A showcase of home-grown talent, split into three very different performances.
Diana Clarke
Published on May 26, 2014


Dancers seem to love dancing quite a lot. More than most people enjoy their professions, I think. In fact, I think that dancers love dancing more than I have ever loved anything. Even chocolate (huge call). It is that unconditional, bottomless, irrevocable, can’t-live-without-it kind of love. The dancers at Footnote Dance must really love dancing, seeing as they’ve been around for 27 years and are still just as passionate as the day the company kicked off. Founded by Diedre Tarrant, a dance-guru who started Footnote because she was determined to create a secure team of dancers who could communicate innovation and new ideas through contemporary dance.

The company’s new general manager Richard Aindow, intends to continue Tarrant’s legacy, and to drive Footnote to create and perform even bigger and better things. That is where NOW comes in. The production is a showcase of home-grown talent, split into three difference performances.

The first performance, Low, is choreographed by Olive Bieringa and Otto Ramstad. These two talented dancers co-direct The BodyCartography Project, a dance company that aims to convey empathy and the physicality of space in a variety of landscapes through their works. The company has been hoarding countless dance awards since 1997 when Bieringa founded the company in San Francisco. The co-directors waltzed over to Welly from Minnesota to start work on their latest dance venture. Low is the story of bodily experience. It tells the story of life from the perspective of the physical form, specifically how one’s organs and bones witness the world. Low, they say, is how we meet the world.

Lyne Pringle is responsible for the next performance, Thin Air. She has been dancing for 30 years, all over New Zealand, Australia and New York, and has produced over 30 works in this time. That is more than one production a year, and still she wants to continue taking her work in new directions. Seriously? How many directions can there be left to take? But somehow she has managed to create an original work. Thin Air is about enchantment. The production illustrates the art of vanishing and conjuring magic. It sounds all very Harry Potter, but much more graceful and without all the Quidditch.
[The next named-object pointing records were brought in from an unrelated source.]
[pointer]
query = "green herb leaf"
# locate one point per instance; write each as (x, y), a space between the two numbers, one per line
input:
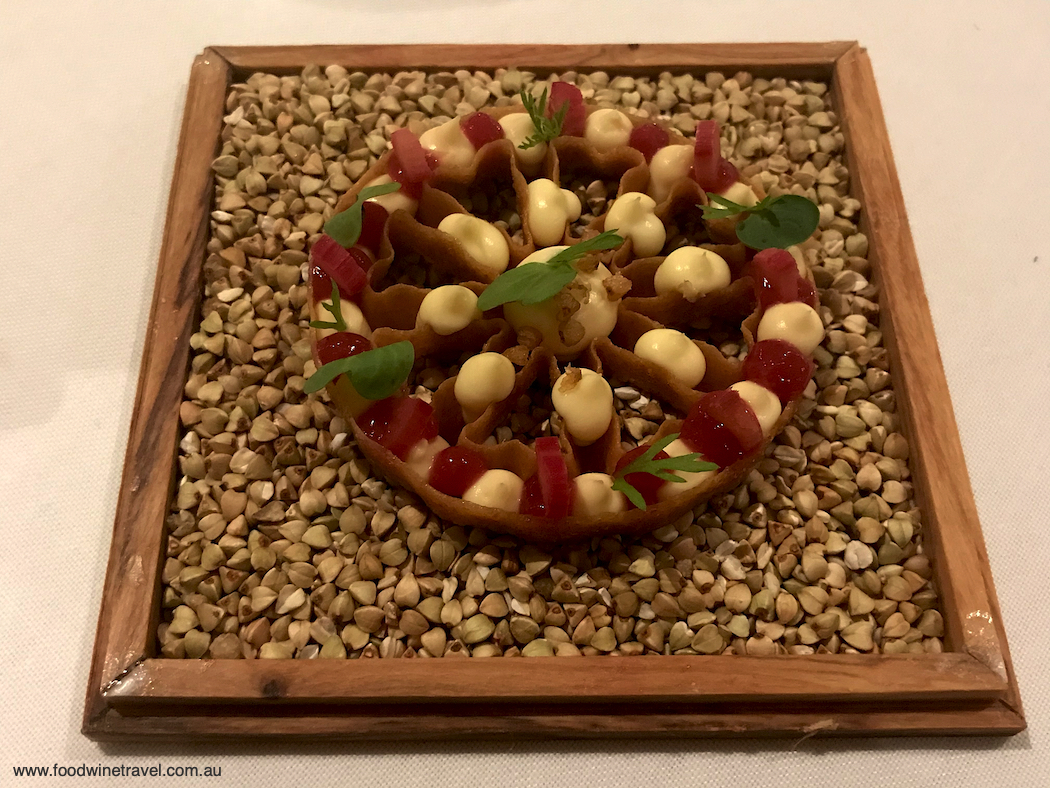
(344, 228)
(537, 282)
(376, 374)
(775, 223)
(662, 469)
(337, 322)
(789, 220)
(608, 240)
(529, 284)
(546, 128)
(720, 207)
Depends on You is the final performance, and is choreographed by Craig Barry. He is just your typical local kid from Palmy. Except for the fact that he has danced in the Royal Ballet, and won the Best Male Dancer award  in Auckland, and choreographed and danced around the globe. Other than that, just your average Palmy boy. His performance is a modification of Footnote’s previous season of Straight Laced, Depends on You, which focussed on the themes of sex and sexuality. Don’t take your mum along unless you are one of the rare few who doesn't get squeamish watching sex scenes around your parents, because Barry promises both an erotic and entertaining enactment.